Laurence Hull Stookey, professor at Wesley Theological Seminary, Washington, D.C., presents a different view in Eucharist: Christ's Feast with the Church, published in 1993. His book is very accessible, and would be appropriate for a wide variety of readers, from scholars to Sunday School attendees.

Writing from a Methodist perspective, Stookey calls for a restoration of prominence to the Lord's Supper within Protestantism. He asks whether the memorialization of the Last Supper, and therefore the solemnity of the cross, should be the focus of the Supper; or, rather, if it should not be a joyful celebration of Christ feasting with his church, even as the two on the way to Emmaus broke bread with him, and, in doing so, recognized his presence.

S. begins his discussion by calling for a more sacramental understanding of the church's life. He, like Schmemann, sees the renewing of all creation as one of the goals of the church, and, therefore, of its celebration of the eucharist. While protestants often seem frightened by "grace" language when related to sacraments, S. notes that "God's grace can be proclaimed through things such as the water of baptism and the bread and wine of the holy meal" (15, my emphasis. He discusses baptism more fully in his earlier work, Baptism: Christ's Act in the Church). He uses this fact to say that it is through this proclamation of God's grace that creation may be fulfilled, a fulfillment which for Christians began with the resurrection of Christ.

The Supper is seen as a covenant, which, by definition, makes demands upon the covenant makers (although S. does not reference Hebrews 8-9, the overtones are there). This covenant calls us to responsibility for our Christian walk, and from God is a covenant of justice and mercy. Christ is the central focus of the Eucharist, "a feast in which we, with the risen Lord, incarnate the hope we have of a righteous realm in which Christ's sacrificial love destroys barriers among human beings and between humanity and God. To this feast all are invited by God on equal terms" (22). It is, however, the feast of the ekklesia, not of the individual. It is not just that of the current church, but of the entire church, past and present.

S. moves on to discuss the history of eucharistic interpretation, beginning with Paul and moving through church history to the present day, noting that our unfortunate understanding after the Reformation is that the Eucharist is Christ's gift to deserving individuals.

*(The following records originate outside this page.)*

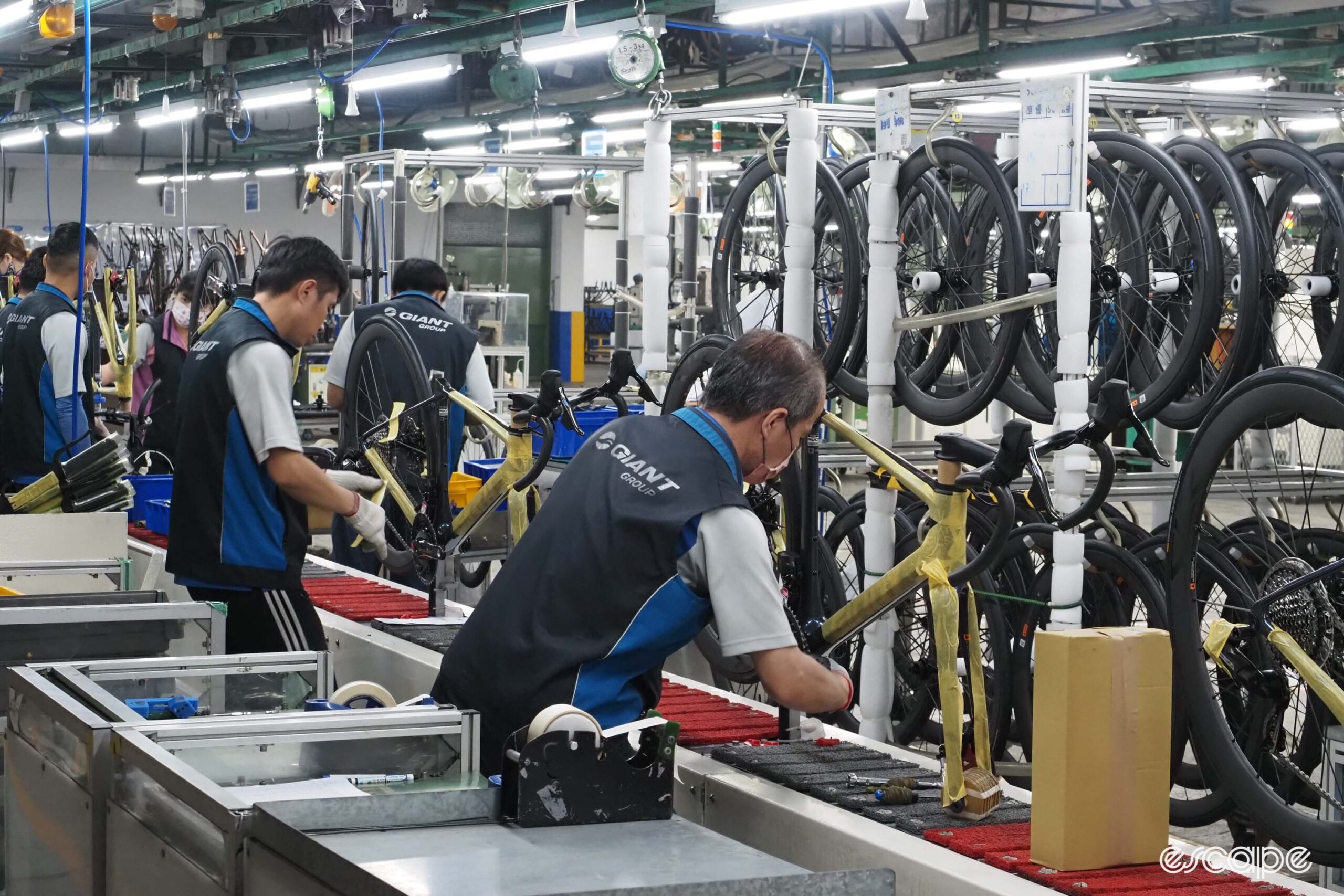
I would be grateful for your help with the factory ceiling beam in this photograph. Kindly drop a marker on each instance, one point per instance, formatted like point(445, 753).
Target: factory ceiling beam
point(156, 42)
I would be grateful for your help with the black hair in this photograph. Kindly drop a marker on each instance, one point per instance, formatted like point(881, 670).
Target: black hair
point(64, 248)
point(34, 270)
point(762, 371)
point(187, 287)
point(299, 258)
point(420, 275)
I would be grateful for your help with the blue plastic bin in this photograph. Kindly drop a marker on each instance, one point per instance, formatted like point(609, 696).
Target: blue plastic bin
point(569, 442)
point(156, 516)
point(156, 487)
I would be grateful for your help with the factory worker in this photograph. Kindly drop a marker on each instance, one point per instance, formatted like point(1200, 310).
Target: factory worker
point(243, 487)
point(162, 349)
point(47, 406)
point(646, 537)
point(447, 347)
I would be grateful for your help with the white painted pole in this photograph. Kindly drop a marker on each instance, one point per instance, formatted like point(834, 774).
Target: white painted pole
point(658, 196)
point(800, 195)
point(877, 684)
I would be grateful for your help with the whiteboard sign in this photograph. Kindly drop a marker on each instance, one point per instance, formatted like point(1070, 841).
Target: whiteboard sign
point(1053, 164)
point(893, 119)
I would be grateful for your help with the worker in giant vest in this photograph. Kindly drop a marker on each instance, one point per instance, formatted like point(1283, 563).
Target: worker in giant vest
point(33, 273)
point(445, 345)
point(238, 529)
point(47, 404)
point(162, 349)
point(617, 573)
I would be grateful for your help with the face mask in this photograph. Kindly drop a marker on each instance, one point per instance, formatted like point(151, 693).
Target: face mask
point(764, 473)
point(181, 313)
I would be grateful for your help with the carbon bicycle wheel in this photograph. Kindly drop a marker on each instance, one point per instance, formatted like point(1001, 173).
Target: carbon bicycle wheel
point(749, 272)
point(385, 376)
point(217, 277)
point(1266, 446)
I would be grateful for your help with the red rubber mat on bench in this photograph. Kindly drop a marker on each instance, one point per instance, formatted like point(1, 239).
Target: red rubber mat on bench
point(362, 601)
point(707, 719)
point(1009, 848)
point(142, 534)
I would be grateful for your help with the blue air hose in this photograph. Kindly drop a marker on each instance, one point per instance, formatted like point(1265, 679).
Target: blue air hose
point(84, 215)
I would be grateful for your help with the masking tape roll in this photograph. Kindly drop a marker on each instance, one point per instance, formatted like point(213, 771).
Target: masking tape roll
point(562, 716)
point(347, 693)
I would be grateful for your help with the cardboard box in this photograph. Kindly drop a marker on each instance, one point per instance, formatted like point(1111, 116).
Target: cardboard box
point(1101, 747)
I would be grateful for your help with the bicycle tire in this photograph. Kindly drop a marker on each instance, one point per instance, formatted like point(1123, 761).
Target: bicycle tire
point(1288, 392)
point(221, 254)
point(382, 343)
point(832, 333)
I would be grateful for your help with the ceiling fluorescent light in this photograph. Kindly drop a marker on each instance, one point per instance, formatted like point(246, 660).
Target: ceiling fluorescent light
point(714, 164)
point(795, 10)
point(570, 50)
point(1314, 124)
point(401, 75)
point(20, 138)
point(286, 99)
point(94, 129)
point(541, 124)
point(539, 143)
point(461, 131)
point(1077, 66)
point(629, 114)
point(15, 13)
point(181, 113)
point(1240, 82)
point(629, 136)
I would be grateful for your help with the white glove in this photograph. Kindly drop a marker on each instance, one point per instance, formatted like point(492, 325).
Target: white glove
point(370, 522)
point(844, 673)
point(355, 481)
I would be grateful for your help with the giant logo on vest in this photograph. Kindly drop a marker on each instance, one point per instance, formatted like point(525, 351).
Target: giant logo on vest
point(428, 323)
point(637, 473)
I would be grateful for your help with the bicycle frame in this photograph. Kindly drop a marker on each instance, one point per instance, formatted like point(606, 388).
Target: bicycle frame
point(941, 551)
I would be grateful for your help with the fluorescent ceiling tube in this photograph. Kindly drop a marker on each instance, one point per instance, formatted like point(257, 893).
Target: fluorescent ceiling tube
point(570, 50)
point(714, 164)
point(401, 75)
point(1314, 124)
point(176, 113)
point(20, 138)
point(629, 114)
point(461, 131)
point(94, 129)
point(284, 99)
point(1070, 68)
point(541, 124)
point(629, 136)
point(795, 10)
point(1240, 82)
point(14, 13)
point(539, 143)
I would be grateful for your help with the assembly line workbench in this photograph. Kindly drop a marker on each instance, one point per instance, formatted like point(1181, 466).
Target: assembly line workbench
point(752, 812)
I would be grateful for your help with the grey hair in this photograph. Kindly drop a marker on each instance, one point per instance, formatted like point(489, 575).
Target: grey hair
point(762, 371)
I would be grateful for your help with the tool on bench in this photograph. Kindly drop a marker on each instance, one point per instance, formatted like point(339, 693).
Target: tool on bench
point(563, 769)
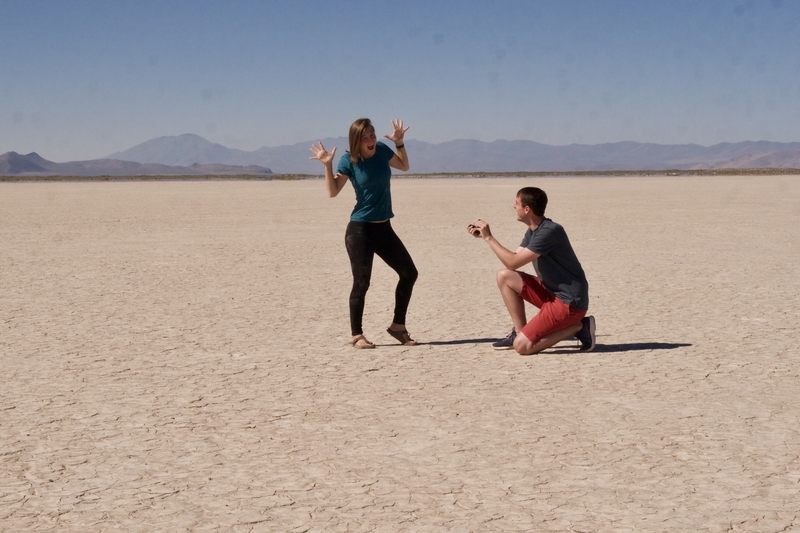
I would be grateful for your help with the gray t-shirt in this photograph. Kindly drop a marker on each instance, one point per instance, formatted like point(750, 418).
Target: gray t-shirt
point(557, 265)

He calls for a renewal of eucharistic theology in six main points (95-108):
  1. The Eucharist is to be seen above all as sacrament—God's gift to us.
  2. A necessary corollary is that the Eucharist is a reliable means of grace, yet is not grace itself.
  3. The Christ who is proclaimed through the Eucharist is the whole Christ, and the proclamation should embody the full saving work of the feast's Host.
  4. Inseparable from all this, and often also obscured, is the work of the Holy Spirit.
  5. Because the Eucharist is a meal of the church,embeddedd in any theology of the sacrament is an ecclesiology—assumptions about the nature of the church.
  6. Just as there is always an ecclesiology, recognized or not, so also always there is an eschatology—some assumptions about the goal and final outcome of things in the providence of God.
Here Stookey's pastoral spirit comes through, because he proceeds to give several suggestions as to the implementation of eucharistic reform. Further, his sixth chapter is a summary of what a eucharistic celebration would look like, and a discussion of its parts. In his final chapter, S. discusses the ways in which the church should seek to bring people to the Lord's Supper, from those members who are absent on the day of celebration, to members of different denominations, to the church's evangelical call of missions in the world. It is here that S. again notes a major purpose of the church—providing community for those who are its members. This purpose is assisted by the Eucharist, in which all who come are gathered as a community to this feast with Christ.